Obit of the Day: Gender (and Racial) Equality and the Obits
So after I saw this I ran the numbers for OOTD for 2012, through December 12. I have posted 311 times this year on human beings. (Some animals, brands, and organizations were not in the count.)
I posted about women 68 times. That is 21% of my posts.
I’ve thought about this over the last 2 1/2 years as I’ve posted on women and people of color. At the heart of this is the long history of discrimination against women and people of color in the United States. This is not an excuse, but an explanation. (We too often confuse the two.)
If we assume the average age of people dying is general 78-80 that means most people who died this year were born between 1932-1934. When they reached their 20s and 30s, the time when a vast majority of people begin to make their impact (large or small) on society that would be in the early 1950s and 1960s.

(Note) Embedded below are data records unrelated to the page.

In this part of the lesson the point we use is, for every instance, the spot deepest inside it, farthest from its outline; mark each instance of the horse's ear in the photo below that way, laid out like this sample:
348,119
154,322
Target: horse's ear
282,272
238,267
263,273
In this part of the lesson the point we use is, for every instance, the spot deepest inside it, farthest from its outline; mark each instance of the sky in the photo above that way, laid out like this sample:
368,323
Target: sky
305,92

Although feminist and civil rights groups were coming into their own within that twenty year span, women and people of color still would have found their roles limited within U.S. society. If you think there is a paucity in African American of female CEOs now, imagine fifty-five years ago.
In a quick scan of my 2012 obits most people of color were either a) athletes, b) soldiers (Navajo Code Talkers and Tuskeegee Airmen), or c) pioneers (the first black Supreme Court page). (For women, I have a lot of homemakers, artists, and pioneers.) If society, through racism and sexism, keeps individuals within designated spheres of influence then when they pass away their influence is not felt.

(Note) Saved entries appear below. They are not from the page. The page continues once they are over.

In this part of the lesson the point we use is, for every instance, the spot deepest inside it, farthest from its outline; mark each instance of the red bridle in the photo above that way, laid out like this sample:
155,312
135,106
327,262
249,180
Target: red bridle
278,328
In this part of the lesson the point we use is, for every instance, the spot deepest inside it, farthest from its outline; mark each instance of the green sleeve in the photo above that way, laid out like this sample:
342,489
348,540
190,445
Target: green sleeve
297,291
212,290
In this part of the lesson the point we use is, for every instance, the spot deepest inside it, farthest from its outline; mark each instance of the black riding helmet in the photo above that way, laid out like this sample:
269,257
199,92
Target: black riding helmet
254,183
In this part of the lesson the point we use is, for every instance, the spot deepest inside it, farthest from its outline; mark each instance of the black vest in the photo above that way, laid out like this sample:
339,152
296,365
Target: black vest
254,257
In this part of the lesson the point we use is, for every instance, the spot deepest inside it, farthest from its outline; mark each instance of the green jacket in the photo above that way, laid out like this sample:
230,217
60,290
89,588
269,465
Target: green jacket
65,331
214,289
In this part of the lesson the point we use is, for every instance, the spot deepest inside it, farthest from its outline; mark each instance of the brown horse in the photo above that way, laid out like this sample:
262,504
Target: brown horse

When Generation X (my generation, ftr) begins to pass away in droves, likely beginning in the 2040s/2050s, I will guarantee that these same bar graphs will even out. (Not be even, I recognize there is not literal gender or racial equality.)
Remember that we are (grim) reaping the results of decades of sexism and racism that kept minority groups from reaching their potential in the fields of their choice. The omission of women and people of color on the obituary pages says as much about the history of the United States as does their inclusion.
If a notable woman dies and a major national newspaper doesn’t report it, did it actually happen?